エルフ村の趣味人2
魔道具屋の店主ユーリッツに、ドラゴン素材を提示して驚かれている。
「まさか、本物のドラゴンの牙。もしや血なども?」
「えぇ、欲しい部位があればどちらでも」
「どの部位でも大変貴重ですよね。いくらでも頂戴したいところですが、対価にお支払いできるものはございません」
では、とジェロはユーリッツの魔法カードのコレクションを見せて欲しいとお願いする。
「はぁ、結構ですが、私のコレクションには高価なものはあまりありませんよ」
呆れる妻達を置いておいて、再び店の奥に2人で向かうジェロ達。
「これは良いですね」
「そうですか?ではこちらとでは?」
互いのコレクションを見せ合い、自身が持っていないものと重複したものなどの交換をする。

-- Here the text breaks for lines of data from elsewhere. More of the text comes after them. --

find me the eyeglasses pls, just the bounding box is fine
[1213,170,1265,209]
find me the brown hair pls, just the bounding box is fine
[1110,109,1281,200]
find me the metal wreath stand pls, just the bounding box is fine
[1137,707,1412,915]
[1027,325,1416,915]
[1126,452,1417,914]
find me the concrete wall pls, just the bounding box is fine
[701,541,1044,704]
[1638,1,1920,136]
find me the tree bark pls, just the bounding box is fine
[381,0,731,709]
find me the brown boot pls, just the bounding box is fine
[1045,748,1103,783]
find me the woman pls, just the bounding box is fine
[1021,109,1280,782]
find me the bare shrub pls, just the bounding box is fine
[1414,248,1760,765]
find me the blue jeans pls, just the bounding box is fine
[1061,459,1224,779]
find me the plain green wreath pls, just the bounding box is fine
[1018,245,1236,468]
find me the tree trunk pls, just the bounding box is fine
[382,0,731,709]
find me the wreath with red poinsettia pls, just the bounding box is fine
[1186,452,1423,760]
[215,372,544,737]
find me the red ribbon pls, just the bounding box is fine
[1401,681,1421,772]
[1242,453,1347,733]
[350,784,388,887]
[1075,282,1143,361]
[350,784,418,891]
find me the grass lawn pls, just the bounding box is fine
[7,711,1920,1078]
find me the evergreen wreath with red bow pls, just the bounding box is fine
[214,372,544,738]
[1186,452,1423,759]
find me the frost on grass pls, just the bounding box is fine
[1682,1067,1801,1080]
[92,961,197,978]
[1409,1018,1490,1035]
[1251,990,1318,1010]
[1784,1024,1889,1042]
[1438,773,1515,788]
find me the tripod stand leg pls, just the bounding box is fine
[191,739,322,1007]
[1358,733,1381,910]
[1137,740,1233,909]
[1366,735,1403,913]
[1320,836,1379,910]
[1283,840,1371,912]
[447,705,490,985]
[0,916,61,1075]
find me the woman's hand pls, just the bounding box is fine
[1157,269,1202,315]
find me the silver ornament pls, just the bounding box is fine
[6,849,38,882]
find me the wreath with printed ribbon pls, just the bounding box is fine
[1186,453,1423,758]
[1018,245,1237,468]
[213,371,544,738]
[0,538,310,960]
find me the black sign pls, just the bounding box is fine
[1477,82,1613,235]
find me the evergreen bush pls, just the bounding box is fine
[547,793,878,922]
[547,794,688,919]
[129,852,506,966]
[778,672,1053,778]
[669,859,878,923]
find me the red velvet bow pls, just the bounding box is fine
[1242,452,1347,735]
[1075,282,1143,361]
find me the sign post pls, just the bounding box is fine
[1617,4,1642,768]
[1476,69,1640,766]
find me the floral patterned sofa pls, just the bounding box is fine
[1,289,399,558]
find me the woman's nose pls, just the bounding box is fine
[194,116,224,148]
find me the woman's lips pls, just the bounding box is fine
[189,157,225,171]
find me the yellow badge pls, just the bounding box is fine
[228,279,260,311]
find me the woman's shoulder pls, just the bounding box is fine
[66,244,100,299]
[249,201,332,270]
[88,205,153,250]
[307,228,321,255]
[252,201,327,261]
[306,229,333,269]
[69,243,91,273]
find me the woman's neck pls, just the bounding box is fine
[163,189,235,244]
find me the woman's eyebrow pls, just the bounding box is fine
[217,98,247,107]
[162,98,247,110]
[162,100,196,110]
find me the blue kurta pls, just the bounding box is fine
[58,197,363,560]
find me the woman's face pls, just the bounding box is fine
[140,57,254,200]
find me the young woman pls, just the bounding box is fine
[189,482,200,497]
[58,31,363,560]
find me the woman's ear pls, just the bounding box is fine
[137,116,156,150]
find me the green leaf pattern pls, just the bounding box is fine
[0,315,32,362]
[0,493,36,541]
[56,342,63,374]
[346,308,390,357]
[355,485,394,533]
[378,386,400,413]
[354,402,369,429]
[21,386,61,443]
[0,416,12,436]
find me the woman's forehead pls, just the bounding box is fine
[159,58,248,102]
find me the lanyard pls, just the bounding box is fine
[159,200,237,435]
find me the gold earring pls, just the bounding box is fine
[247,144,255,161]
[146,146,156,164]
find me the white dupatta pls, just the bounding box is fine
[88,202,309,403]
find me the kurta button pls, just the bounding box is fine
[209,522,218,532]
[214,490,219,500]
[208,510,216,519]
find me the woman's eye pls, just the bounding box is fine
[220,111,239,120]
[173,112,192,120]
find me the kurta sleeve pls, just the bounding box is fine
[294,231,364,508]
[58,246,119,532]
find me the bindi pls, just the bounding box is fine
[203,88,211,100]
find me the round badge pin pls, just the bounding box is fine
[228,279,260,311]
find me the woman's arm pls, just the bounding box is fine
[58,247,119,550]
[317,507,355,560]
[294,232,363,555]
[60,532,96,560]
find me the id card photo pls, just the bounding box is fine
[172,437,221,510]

新たな魔法習得につながるものはなかったが、楽しい時間が過ぎていく。
「ふぅ」
ふと我に帰ると妻達がこちらの様子を冷たい目で見ている。
「ジェロ様、満足されたようで良かったです」
「あ、みんなごめんね……」
「ドラゴンの素材、特に牙を頂戴できますか?いえ、というより一緒に実験に付き合っていただきたく」
同じく魔法カードのコレクション交換に満足していたユーリッツが本題に話を戻す。
「実験ですか?」
「≪龍牙兵≫をご存じですか?」
ジェロはヴァルが反応したのを感じる。
『ヴァルは知っているんだね?』
『まぁ、ね。便利だし、もし習得できるならばその機会は逃さない方が良いわね』
「いえ。ですが魔法に関することでしたらぜひともご一緒させていただけたらと思います」
「私もまだ解読中なところでした。それに材料も入手困難でしたので」
ユーリッツが取り出したのは、これも先ほどの≪重力≫や≪霧氷≫の魔導書のように、見るからに歴史のありそうな魔導書であった。